Perseiden 2026 Höhepunkt Heute Nacht: Wann Und Wo Sie Die Meisten Sternschnuppen Sehen
In der Nacht vom 12. auf den 13. August 2026 erreicht der bekannteste Meteorstrom des Jahres, die Perseiden, seinen absoluten Höhepunkt. Himmelsbeobachter in ganz Mitteleuropa können sich bei klarem Himmel auf ein beeindruckendes Naturschauspiel mit bis zu 100 Sternschnuppen pro Stunde freuen.
| Kennzahl / Parameter | Details zum Ereignis |
|---|---|
| Ereignis | Perseiden-Meteorschauer 2026 |
| Höhepunkt-Zeitraum | Nacht vom 12. auf den 13. August 2026 |
| Beste Beobachtungszeit | 22:00 Uhr bis 04:30 Uhr MESZ |
| Erwartete Meteore | 60 bis 100 pro Stunde (im Maximum) |
| Mondphase | Neumondnah (Minimaler Störfaktor durch Mondlicht) |
| Ursprungskörper | Komet 109P/Swift-Tuttle |
Das Himmelsfeuerwerk der Perseiden: Optimales Zusammenspiel der Faktoren
Jedes Jahr Mitte August durchquert die Erde die Staubspur des Kometen 109P/Swift-Tuttle. Wenn diese winzigen Staubpartikel mit einer enormen Geschwindigkeit von etwa 60 Kilometern pro Sekunde in die obere Erdatmosphäre eintreten, verglühen sie blitzartig in einer Höhe von 80 bis 100 Kilometern und erzeugen die typischen Leuchtspuren.
Die Voraussetzungen für den Perseiden 2026 Höhepunkt sind astronomisch gesehen nahezu ideal. Da sich der Mond aktuell nahe seiner Neumondphase befindet, geht er bereits in den frühen Abendstunden unter. Dadurch bleibt der Nachthimmel extrem dunkel, was selbst schwächer leuchtende Meteore ohne optische Hilfsmittel sichtbar macht.
Auch die Wetterprognosen für die Peak-Nacht versprechen in vielen Regionen beste Bedingungen. Hochdruckeinfluss sorgt über weiten Teilen Deutschlands, Österreichs und der Schweiz für einen weitgehend wolkenlosen Himmel in den späten Nachtstunden.
Die besten Orte und Tipps für die perfekte Sternschnuppen-Jagd
Wer die maximale Anzahl an Sternschnuppen erleben möchte, benötigt weder Teleskop noch Fernglas. Das freie Auge bietet das breiteste Sichtfeld, um die am gesamten Himmel aufblitzenden Meteore zu erfassen.
- Lichtverschmutzung meiden: Verlassen Sie die beleuchteten Innenstädte und suchen Sie dunkle Orte wie Ländliche Regionen, Hügel oder ausgewiesene Sternenparks auf.
- Blickrichtung anpassen: Der scheinbare Ursprung (Radiant) der Sternschnuppen liegt im Sternbild Perseus im Nordosten. Allerdings sausen die Perseiden über den gesamten Himmel, weshalb ein freier Rundumblick entscheidend ist.

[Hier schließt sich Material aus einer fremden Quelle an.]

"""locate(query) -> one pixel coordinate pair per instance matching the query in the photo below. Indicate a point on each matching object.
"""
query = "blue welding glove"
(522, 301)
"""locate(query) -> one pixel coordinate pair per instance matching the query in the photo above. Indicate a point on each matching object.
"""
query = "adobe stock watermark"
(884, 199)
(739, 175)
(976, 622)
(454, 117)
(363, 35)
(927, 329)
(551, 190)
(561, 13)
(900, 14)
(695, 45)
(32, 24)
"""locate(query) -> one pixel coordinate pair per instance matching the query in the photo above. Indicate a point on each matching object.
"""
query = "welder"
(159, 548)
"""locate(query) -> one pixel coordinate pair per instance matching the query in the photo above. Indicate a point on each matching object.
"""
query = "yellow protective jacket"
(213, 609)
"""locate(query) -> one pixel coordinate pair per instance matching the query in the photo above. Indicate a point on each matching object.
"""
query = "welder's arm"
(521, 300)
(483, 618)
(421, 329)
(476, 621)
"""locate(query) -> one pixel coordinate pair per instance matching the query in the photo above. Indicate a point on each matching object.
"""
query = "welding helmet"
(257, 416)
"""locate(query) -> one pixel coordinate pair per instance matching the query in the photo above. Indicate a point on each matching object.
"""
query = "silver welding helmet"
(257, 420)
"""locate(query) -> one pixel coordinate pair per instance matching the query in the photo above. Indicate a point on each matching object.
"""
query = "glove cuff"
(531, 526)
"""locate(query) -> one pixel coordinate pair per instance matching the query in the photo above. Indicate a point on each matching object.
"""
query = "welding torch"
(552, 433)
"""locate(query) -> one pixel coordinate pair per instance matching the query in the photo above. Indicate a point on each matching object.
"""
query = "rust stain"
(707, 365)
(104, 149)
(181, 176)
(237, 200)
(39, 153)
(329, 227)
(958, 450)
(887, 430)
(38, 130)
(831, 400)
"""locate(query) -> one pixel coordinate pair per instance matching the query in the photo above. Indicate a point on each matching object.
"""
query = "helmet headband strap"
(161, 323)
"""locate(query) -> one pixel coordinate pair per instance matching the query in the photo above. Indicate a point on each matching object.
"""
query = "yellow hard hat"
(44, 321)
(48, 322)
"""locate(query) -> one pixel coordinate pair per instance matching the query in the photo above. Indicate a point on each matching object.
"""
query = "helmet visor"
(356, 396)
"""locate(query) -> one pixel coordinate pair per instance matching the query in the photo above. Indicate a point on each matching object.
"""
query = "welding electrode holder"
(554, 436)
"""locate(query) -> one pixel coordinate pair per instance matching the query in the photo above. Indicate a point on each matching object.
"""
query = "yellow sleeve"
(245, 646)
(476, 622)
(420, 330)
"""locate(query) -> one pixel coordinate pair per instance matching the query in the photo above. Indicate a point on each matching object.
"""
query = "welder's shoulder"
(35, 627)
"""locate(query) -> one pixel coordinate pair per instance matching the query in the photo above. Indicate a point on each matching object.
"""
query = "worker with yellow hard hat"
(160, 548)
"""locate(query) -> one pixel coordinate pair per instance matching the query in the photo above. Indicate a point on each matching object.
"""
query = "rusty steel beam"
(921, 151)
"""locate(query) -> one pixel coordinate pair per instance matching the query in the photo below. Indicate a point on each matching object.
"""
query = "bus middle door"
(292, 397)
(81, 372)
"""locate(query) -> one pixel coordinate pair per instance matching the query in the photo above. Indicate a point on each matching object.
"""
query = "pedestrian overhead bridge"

- Augen an die Dunkelheit gewöhnen: Geben Sie Ihren Augen etwa 20 bis 30 Minuten Zeit, um sich vollständig an die Dunkelheit anzupassen. Der Blick auf das Smartphone sollte vermieden werden, da das grelle Display die Dunkeladaption sofort zunichtemacht.
Die beste Beobachtungszeit liegt zwischen 23:00 Uhr und den frühen Morgenstunden gegen 04:30 Uhr, da der Radiant des Sternbilds Perseus im Laufe der Nacht immer höher am Horizont steigt.
Perseiden-Schauer erreichen heute ihren Höhepunkt - VIENNA.AT
Nach dem Peak: Ausblick auf die kommenden astronomischen Highlights 2026
Auch nach der Maximumsnacht flacht die Aktivität der Perseiden nur langsam ab. Bis zum 24. August 2026 lassen sich vereinzelt noch Nachzügler des Meteorstroms am Nachtfeuerwerk beobachten, vor allem in den Stunden vor dem Sonnenaufgang.
Der Astronomie-Herbst 2026 hält weitere spannende Ereignisse für Sternengucker bereit. Bereits im Oktober folgen die Orioniden, bevor im Dezember mit den Geminiden ein weiterer verlässlicher und gewöhnlich sehr intensiver Meteorstrom erwartet wird. Der heutige Höhepunkt der Perseiden markiert jedoch den sommerlichen Höhepunkt des astronomischen Beobachtungsjahres.